A la suite de l’introduction en Bourse d’une société dont ils étaient actionnaires, les demandeurs ont conclu avec une banque une convention de mise à disposition de leurs titres et une convention de tenue de marché permettant l’ouverture d’un compte-titres enregistrant ses mouvements de titres.

L’administration fiscale a notifié aux demandeurs une proposition de rectification de l’impôt sur le revenu au motif qu’ils n’avaient pas déclaré les plus-values imposables concernant la cession des titres de la société, cette cession n’étant pas mentionnée dans les imprimés fiscaux transmis par la banque à l’administration fiscale. 
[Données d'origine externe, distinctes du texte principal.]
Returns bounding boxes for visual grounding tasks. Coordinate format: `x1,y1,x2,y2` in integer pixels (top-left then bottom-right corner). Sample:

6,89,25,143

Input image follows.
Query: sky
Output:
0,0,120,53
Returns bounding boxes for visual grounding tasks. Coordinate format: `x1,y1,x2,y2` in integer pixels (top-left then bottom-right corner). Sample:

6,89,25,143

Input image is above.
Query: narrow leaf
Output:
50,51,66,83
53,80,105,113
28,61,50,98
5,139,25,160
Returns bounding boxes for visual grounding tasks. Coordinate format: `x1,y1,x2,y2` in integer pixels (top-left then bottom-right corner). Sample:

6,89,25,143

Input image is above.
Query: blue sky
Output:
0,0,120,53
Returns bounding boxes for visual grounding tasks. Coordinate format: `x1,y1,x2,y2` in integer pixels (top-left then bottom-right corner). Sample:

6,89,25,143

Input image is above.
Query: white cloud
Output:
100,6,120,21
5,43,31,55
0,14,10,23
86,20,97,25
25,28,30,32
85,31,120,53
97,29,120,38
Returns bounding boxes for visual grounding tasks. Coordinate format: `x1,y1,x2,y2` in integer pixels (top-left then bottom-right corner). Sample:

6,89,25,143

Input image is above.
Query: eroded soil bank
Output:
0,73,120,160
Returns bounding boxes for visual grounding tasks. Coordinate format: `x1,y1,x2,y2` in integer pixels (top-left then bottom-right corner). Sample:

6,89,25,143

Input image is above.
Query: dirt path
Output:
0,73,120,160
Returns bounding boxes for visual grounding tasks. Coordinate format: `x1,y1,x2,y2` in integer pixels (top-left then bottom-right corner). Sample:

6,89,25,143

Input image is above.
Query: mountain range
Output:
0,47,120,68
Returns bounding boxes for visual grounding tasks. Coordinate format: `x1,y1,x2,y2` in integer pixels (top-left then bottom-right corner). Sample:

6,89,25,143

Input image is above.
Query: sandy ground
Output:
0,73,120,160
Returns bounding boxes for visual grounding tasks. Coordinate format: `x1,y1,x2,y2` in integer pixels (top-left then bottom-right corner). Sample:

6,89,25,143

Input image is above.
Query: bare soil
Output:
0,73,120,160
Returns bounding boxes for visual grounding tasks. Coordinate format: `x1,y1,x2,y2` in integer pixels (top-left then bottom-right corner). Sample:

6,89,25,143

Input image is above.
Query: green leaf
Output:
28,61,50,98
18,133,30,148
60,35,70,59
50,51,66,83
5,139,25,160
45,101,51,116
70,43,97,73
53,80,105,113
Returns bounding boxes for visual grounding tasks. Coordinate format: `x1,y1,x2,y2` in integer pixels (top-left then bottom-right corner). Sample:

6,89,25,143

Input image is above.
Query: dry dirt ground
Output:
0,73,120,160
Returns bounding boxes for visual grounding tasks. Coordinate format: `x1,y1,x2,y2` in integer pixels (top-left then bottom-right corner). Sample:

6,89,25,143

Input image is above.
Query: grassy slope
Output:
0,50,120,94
La Cour d’appel, approuvée par la Cour de cassation, a condamné la banque à verser aux requérants des dommages et intérêts. 

Selon la Cour, la banque est un professionnel de la cession de valeurs mobilières et de la fiscalité et, en cette qualité, avait rempli l’imprimé fiscal unique justifiant les mouvements de titres qu’elle avait envoyé ensuite à l’Administration fiscale, en contrepartie d’une rémunération. Il lui incombe d’accomplir correctement ces formalités sans qu’il puisse être reproché au déclarant de ne pas avoir vérifié les déclarations ainsi effectuées.